Updated: Jun 17, 2008
Plantar heel pain is a commonly encountered orthopedic problem that can cause significant discomfort and a limp because of the difficulty in bearing weight. The etiologies of this condition are multiple; therefore, a careful clinical evaluation is necessary for its appropriate management. Nonsurgical or conservative care is successful in most cases.1,2,3,4,5,6,7,8,9,10
For excellent patient education resources, visit eMedicine's Sports Injury Center and Foot, Ankle, Knee, and Hip Center. Also, see eMedicine's patient education articles Running and Arch Pain.
The specialized soft tissue at the heel functions as a shock absorber. The subcutaneous structure consists of fibrous lamellae arranged in a complex whorl containing adipose tissues that attach with vertical fibers to the dermis and the plantar aponeurosis.
The heel can absorb 110% of the body's weight during walking and 200% of the body's weight during running. The plantar fascia is a multilayered fibroaponeurotic structure that arises predominantly from the medial calcaneal tuberosity and inserts distally through several slips into the plantar plates of the metatarsophalangeal joints, the flexor tendon sheaths, and the bases of the proximal phalanges of the toes.
Dorsiflexion of the toes applies traction stress at the origin of the plantar fascia. A contracture in the triceps surae, a pes cavus, or a pes planus can increase the traction load at the origin of the plantar fascia during weight-bearing activities.
Other anatomic factors that can have similar effects are overpronation, discrepancy in leg length, excessive lateral tibial torsion, and excessive femoral anteversion. However, overuse, not anatomy, is the most common cause of plantar fasciitis in athletes. The pain of plantar fasciitis is caused by collagen degeneration associated with repetitive microtears of the plantar fascia.
An inflammatory response and reparative process can double the thickness of the plantar fascia, which is normally approximately 3 mm. Biopsy specimens reveal collagen necrosis, angiofibroblastic hyperplasia, chondroid metaplasia, and calcification.

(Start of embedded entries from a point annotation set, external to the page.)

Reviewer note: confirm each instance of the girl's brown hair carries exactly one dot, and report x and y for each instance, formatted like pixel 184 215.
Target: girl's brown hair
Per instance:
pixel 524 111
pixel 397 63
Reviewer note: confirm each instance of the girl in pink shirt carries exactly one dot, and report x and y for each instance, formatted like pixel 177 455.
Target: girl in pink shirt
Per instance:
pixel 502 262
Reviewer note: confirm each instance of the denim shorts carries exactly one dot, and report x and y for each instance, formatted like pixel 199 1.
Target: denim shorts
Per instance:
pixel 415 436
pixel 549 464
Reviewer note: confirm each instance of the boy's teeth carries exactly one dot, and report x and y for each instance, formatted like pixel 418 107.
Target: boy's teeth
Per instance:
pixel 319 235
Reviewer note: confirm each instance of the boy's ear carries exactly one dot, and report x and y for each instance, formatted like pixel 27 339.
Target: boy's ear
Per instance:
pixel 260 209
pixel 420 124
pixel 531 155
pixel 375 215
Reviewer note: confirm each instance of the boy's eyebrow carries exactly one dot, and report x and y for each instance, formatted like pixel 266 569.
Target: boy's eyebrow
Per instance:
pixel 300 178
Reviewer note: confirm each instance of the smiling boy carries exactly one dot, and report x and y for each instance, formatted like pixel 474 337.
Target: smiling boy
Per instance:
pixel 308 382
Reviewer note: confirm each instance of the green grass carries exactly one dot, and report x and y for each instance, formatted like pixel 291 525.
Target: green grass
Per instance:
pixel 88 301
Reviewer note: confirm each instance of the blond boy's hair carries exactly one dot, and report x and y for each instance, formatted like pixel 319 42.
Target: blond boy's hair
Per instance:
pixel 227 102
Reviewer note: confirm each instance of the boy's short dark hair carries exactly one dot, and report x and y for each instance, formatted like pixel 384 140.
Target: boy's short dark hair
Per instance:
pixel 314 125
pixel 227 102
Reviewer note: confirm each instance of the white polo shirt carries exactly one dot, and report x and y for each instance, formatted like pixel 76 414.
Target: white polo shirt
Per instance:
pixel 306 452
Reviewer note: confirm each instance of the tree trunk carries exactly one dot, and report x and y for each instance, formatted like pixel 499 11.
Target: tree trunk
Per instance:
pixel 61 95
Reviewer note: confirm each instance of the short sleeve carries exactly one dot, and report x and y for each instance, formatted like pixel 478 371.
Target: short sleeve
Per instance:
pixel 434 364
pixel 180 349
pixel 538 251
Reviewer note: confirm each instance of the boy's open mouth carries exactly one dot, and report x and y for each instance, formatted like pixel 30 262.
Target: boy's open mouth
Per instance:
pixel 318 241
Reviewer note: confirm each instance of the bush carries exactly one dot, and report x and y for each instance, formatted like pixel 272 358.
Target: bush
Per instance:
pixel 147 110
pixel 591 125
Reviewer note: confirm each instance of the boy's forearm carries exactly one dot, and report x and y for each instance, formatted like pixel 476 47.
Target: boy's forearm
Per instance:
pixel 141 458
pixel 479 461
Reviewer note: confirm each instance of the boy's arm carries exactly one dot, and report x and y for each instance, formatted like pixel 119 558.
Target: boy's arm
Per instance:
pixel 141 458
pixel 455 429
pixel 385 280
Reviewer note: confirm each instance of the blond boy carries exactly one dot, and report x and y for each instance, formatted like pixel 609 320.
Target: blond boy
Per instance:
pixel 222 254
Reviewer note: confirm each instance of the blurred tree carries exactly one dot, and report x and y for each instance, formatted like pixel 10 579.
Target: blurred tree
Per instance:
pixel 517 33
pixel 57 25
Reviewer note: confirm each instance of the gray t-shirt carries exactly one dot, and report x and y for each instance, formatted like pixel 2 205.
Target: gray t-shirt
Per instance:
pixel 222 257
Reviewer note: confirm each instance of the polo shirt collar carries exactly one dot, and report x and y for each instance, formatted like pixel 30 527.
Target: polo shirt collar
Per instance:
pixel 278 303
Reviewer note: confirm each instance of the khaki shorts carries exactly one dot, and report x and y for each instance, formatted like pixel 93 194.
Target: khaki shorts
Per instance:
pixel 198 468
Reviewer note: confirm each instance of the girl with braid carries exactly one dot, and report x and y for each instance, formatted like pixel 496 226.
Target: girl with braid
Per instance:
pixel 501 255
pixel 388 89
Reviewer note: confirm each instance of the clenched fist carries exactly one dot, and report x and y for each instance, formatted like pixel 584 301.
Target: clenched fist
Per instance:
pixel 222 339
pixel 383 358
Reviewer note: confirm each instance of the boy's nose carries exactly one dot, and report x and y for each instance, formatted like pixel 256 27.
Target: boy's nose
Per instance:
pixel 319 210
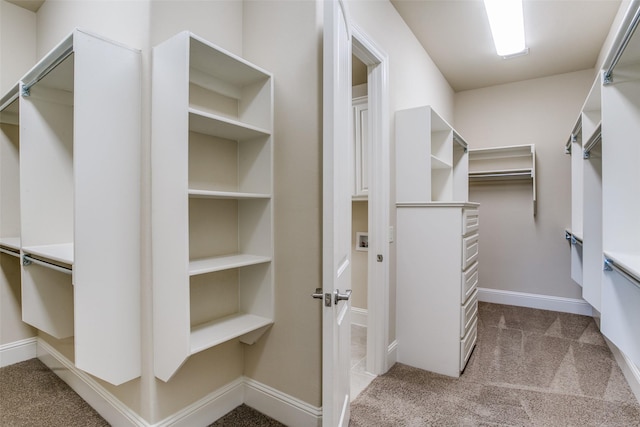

The heel pain can also have a neurologic basis. The tibial nerve, with nerve roots from L4-5 and S2-4, courses in the medial aspect of the hindfoot, through the tarsal tunnel, under the flexor retinaculum, and over the medial surface of the calcaneus. The calcaneal branch, arising directly from the tibial nerve, carries sensation from the medial and plantar heel dermis.
The tibial nerve divides into lateral and medial plantar nerves, which proceed into the plantar aspect of the foot through a foramen within the origin of the abductor hallucis muscles, which forms the distal tarsal tunnel. The first branch of the lateral plantar nerve changes course from a vertical to a horizontal direction around the medial plantar heel. It passes deep to the abductor hallucis muscle fascia and the plantar fascia and is the nerve supply to the abductor digiti minimi muscle. The tibial nerve and its branches in the hindfoot can be involved with compressive neuropathies. A valgus heel can stretch in the tibial nerve.
More than 2 million Americans seek treatment for plantar heel pain each year.
In both athletic and nonathletic populations, the incidence of plantar fasciitis is reported to be approximately 10%.
Proximal plantar fasciitis is twice as common in women as in men.
The average age of a patient with proximal plantar fasciitis is approximately 45 years.
A careful history and physical examination is valuable in identifying the etiology of heel pain. Taking a comprehensive medical and general history is important in order to distinguish between various causes. Seek the history on all the characteristics of the pain, such as onset, location, radiation, modifying factors, relation to time of the day, and relation to activities.
A general examination is necessary to rule out systemic causes of heel pain. A spine examination is required if the pain radiates.
Achilles Tendon Pathology
Tarsal Tunnel Syndrome
Pain under the arch
Pain on the posterior aspect of the hindfoot
Pain on the medial aspect of the ankle
Pain on the lateral aspect of the ankle
Proximal plantar fasciitis is successfully managed with conservative care in approximately 90% of cases. In general, the longer the duration of symptoms, the longer it takes for the patient to obtain complete pain relief. Various modalities of treatment are available, and patient education is important to improve the understanding of the condition and to obtain compliance with various treatment regimens. The important aims of the treatment are to limit impact stresses on the heel, to alleviate inflammation, and to stretch the triceps surae muscle.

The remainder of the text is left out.